Ah, one of our favorite subjects: the Summer Olympics. The U.S. Olympic Committee — after choosing Boston as well as the first guy chose the Holy Grail in Indiana Jones — now wants L.A. to compete with other international cities to host the Games.

But first the City Council must consider whether going forward could mean putting taxpayers on the hook for any cost overruns. From the Office of Mayor Eric Garcetti: “Connie Llanos, a Garcetti spokeswoman, said the mayor “is confident that after a thorough vetting from the City Council and community members, everyone will agree that the potential for economic, civic and cultural gain will far outweigh any risks of agreeing to a financial guarantee.”

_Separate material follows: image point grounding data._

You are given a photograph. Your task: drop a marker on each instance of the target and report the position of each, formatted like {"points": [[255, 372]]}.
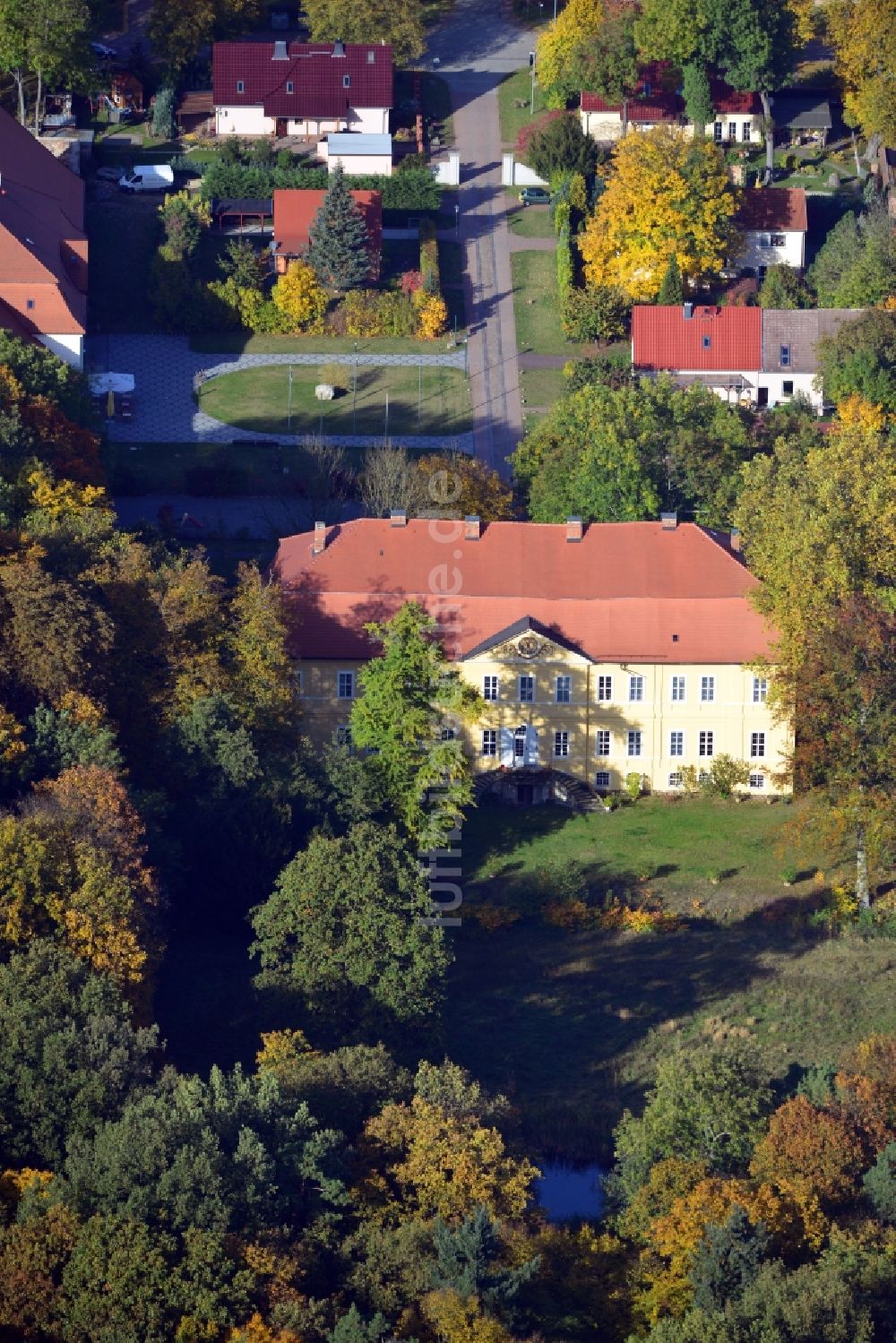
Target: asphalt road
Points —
{"points": [[474, 48]]}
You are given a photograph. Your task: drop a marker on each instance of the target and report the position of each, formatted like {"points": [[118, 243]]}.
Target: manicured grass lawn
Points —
{"points": [[530, 220], [571, 1023], [543, 385], [517, 88], [392, 399], [123, 237], [535, 306]]}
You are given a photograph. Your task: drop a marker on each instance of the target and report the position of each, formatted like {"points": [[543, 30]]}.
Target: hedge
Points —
{"points": [[411, 190], [430, 258]]}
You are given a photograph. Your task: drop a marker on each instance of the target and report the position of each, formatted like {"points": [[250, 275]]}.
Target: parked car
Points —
{"points": [[148, 177]]}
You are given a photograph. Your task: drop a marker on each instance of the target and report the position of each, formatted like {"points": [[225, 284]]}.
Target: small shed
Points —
{"points": [[242, 212], [359, 153], [195, 109], [805, 113]]}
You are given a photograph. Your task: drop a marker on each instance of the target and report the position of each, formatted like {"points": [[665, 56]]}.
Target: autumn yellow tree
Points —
{"points": [[667, 195], [300, 296], [557, 45], [864, 38]]}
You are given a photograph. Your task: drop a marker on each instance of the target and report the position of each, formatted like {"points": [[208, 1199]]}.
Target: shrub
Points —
{"points": [[597, 314]]}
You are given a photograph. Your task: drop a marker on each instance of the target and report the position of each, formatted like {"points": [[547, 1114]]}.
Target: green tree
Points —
{"points": [[339, 250], [559, 145], [672, 288], [707, 1106], [349, 925], [860, 358], [409, 696], [856, 265], [400, 23], [70, 1055], [783, 288], [727, 1260]]}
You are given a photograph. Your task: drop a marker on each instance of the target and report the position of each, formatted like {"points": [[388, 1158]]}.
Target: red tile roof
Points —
{"points": [[296, 210], [661, 104], [618, 595], [777, 207], [43, 249], [316, 74], [664, 337]]}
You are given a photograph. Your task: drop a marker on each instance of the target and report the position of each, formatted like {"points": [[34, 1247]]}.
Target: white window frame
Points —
{"points": [[339, 685]]}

We’re obviously keeping an eye on the issue here because transportation is a huge issue when it comes to the Olympics. The five Metro Rail projects under construction are all scheduled to open by 2024 and LAX officials have said that their people mover between airport terminals and the Crenshaw/LAX Line could be complete by 2023.

If L.A. was to be awarded the Games (a decision that won’t be made by the International Olympic Committee until 2017), the question is what other (if any) transportation improvements could be made to our area? Would some transit projects be accelerated? And what about the Purple Line Extension, which isn’t scheduled to reach Westwood until 2036 under the current long-range plan? That’s significant as UCLA would host several events according to the committee overseeing L.A.’s bid effort.

Stay tuned — much shark jumping still to come on this one, people. One other semi-related factor: Metro is considering an update to its long-range plan and a potential 2016 ballot measure, although nothing has been yet decided.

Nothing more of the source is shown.